So then the 3D vectorbobs should have:
(128 rows*2 scanlines/row)+05 scanlines adjustment=261 scanlines. Your code says 262 scanlines? Didn't the docs say this is simply added?

Edit: Just looked at the manual again. It says it's a fraction of the character clock. Also looking at the vertical timings shows the following:
Nvsp = 16 x Tsi
Tadj = Nadj x Tsi

Seeing as reenigne multiplied the character clock by 2 to get 16(8 is used in my emulation, although halved when setting it's position), I assume Nadj is the amount of scanlines after VTotal+1 vertical character clocks before starting a new frame(Going back to Scanline #0)?

I don't see anything in the documentation of the chip about 1 being added to the value of the register, as it's programmed. It's used directly once the final clock has ended according to it's timings graph.

Your code loads the value 05h into the register. The commentary says it's 6 scanlines. But the documentation says 5 lines, as you're programming it. If it's set to 0, nothing is added, thus the vertical total(register 04h) times character height is your vertical timing.

So in fact, the timing used doesn't match the timing as documented, as the vertical total adjust is one scanline too small. Thus you end up with modes with strange framerates, which the camera has trouble with.

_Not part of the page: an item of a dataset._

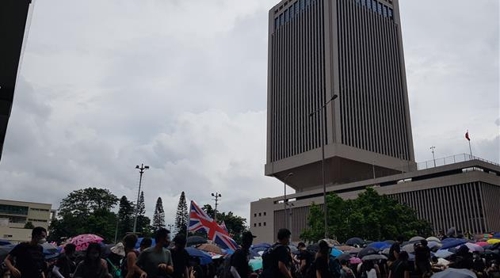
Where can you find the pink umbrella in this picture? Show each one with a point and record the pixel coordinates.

Anyone can verify this? I just looked at the chip documentation and timing and saw this strange timing issue. Although it might be something's misread here?

Edit: Double checked to make sure:
http://www.oldskool.org/guides/oldonnew/resou … ces/cgatech.txt

3D4h index 04h (W): Vertical Total Register Bit 0-6 Number of character rows in a frame. This is adjusted by the number […]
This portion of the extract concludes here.